Chapter 15 #3
“No,” Rhineland said. “Not in the sense of a trio of cackling sisters tugging at the strands of fate, deciding our actions before we even know them. But determinism in the sense that what has led us to this point is the only way things could have gone—because that’s the way they went.”
“I had some undergraduate history professors who would scream bloody murder at that thought,” Lyle said.
Rhineland chuckled. “Historians will be historians. That’s all I’ll say on that.”
“Okay,” Heather said. She tapped something and the hologram disappeared. She slipped the bracelet back on her wrist and looked up. “How about off the record?”
Our appetizer arrived at that moment and paused the conversation. I tried the expensive dish and decided it tasted like rubbery pieces of flavored dirt. I stopped after one piece.

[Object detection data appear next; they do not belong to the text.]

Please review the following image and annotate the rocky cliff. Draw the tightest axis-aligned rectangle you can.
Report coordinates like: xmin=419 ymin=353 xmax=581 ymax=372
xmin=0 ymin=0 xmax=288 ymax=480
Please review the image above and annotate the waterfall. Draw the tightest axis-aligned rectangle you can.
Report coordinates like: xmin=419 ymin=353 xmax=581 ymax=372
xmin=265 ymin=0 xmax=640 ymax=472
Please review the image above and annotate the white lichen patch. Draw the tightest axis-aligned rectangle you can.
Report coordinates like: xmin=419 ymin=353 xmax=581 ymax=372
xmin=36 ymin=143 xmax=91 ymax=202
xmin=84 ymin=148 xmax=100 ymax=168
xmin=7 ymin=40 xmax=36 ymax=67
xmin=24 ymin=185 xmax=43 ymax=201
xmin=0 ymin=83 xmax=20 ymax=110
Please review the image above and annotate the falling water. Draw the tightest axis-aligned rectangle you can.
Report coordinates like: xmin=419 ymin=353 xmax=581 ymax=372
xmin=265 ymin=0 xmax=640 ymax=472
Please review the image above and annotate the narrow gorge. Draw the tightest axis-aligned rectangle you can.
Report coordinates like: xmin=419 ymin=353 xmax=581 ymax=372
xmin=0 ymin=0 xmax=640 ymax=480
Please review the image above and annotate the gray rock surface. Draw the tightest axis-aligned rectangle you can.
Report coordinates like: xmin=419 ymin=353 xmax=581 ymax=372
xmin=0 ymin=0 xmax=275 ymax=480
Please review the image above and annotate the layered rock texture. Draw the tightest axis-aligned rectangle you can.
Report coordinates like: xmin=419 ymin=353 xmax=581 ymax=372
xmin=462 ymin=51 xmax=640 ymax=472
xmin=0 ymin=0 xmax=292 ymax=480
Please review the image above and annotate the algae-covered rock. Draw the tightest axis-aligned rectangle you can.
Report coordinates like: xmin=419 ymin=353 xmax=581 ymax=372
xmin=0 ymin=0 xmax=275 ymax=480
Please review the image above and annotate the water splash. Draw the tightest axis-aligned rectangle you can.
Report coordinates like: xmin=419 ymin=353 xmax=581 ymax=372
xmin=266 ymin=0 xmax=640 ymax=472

“Off the record,” Rhineland said, having devoured a large portion of the appetizer by himself. “Off the record, we’re all wondering not just the how, but the why.”
“Yeah,” I said. “Why me?”
“Yes, you are—and I don’t intend this as an insult in any way—a rather normal individual.”
“That has always been my biggest weakness.”
“And, of course, assuming there is a reason ‘why’”—Rhineland looked around at each of us—“who, or what, made that decision?”
The table fell silent. The restaurant clattered and rang and laughed. I gripped my martini glass and watched the fake candlelight dance through the clear liquid.
“Hmm,” Heather said. “That is a thought.”
“Indeed,” Rhineland said.
“There’s more,” Lyle said.
“There always is.”
They were silent a moment, the question left briefly unasked.
I asked it. “Can we stop it?”
The words hung over the table like a tangible weight, dragging us down.
Our soups and salads arrived, and Heather managed to restart the conversation, this time about Lyle and where he might take his career.
I ate and did my best to listen and make encouraging comments and noises.
I was getting tipsy from the martini. I’d always been a lightweight, and the restaurant served it strong.
When our entrees arrived, Heather kept the conversation alive, touching on various topics: their marriage and honeymoon, their decision to get a dog, Lyle’s preferences for places he wanted to work, Heather’s dream to publish a nonfiction book.
Throughout it all, Rhineland maintained polite conversation, but his eyes rarely left me.
I felt the intensity of his gaze, the strength of his intellect as he contemplated me like a curious specimen presented in his lab.
My mind drifted, carried along by the alcohol.
I found myself thinking about what Lyle might have done if none of this had happened.
He had the brainpower for theoretical physics.
But he could have done anything. It was clear his path had diverged the moment I started jumping forward through time.
He could have been a surgeon. Or a biotech scientist who discovered some radical, lifesaving medicine or treatment.
Someone who saved lives, changed the world for the better.
That wasn’t fair to him. I knew that even through the buzz. He’d made his choices, and I should let him own them. But it was impossible not to feel like the train of his life—his predestinated path, as it were—had derailed right alongside my own.
The conversation continued around me. I was silent as the others ate and talked, and they let me be silent, although Rhineland sent more than one glance in my direction.
I watched Lyle navigate the adult, multilayered conversation with Rhineland. This grown-up version of my son. I felt wrong. Displaced. I wasn’t supposed to be there.
I was so full by the end I declined dessert, despite the many wonderful-sounding options.
“Are you sure?” Rhineland asked. “It might be the last time you can have sugarless chocolate cake.” He smiled, giving every appearance his words were meant to be humorous, a joke based on his earlier faux pas.
But looking at him, into his eyes, I felt something else entirely.
It was a challenge, to see how I would react. A test. I wasn’t sure why.
“I’m fine.”
The waiter, oblivious, nodded and promised to return with the check. Lyle and Heather both registered the odd remark. Neither commented, but I saw stiffness in Lyle’s shoulders, and Heather’s lips compressed in a tight line. When the check came, Rhineland paid without a flicker of complaint.
Outside, in the growing darkness, he turned to us.
“Good evening, then.”
“Thank you again for dinner,” Lyle said.
“Yes, thank you, for—for dinner, and your help, with everything,” I said.
“Of course, of course. The most fascinating phenomenon to occur in the last century. I’m just happy to be a part of it.
” With that, Rhineland walked off down the sidewalk, giving us a behind-the-back wave as he went.
When he disappeared around a corner a few blocks down, Lyle and Heather let out small but audible breaths, like they’d been holding them throughout the entire dinner.
“Let’s go home,” Heather said, sounding drained.
“I’m beat,” Lyle said.
I nodded. I was exhausted, too, and the martini buzz had worn off to leave behind the alcohol-induced sleepiness I always felt when I drank.
And I couldn’t get Rhineland’s smile, oh so genuine, out of my mind.
“Come on,” Lyle said after a moment, and he and Heather took me back to their modest apartment.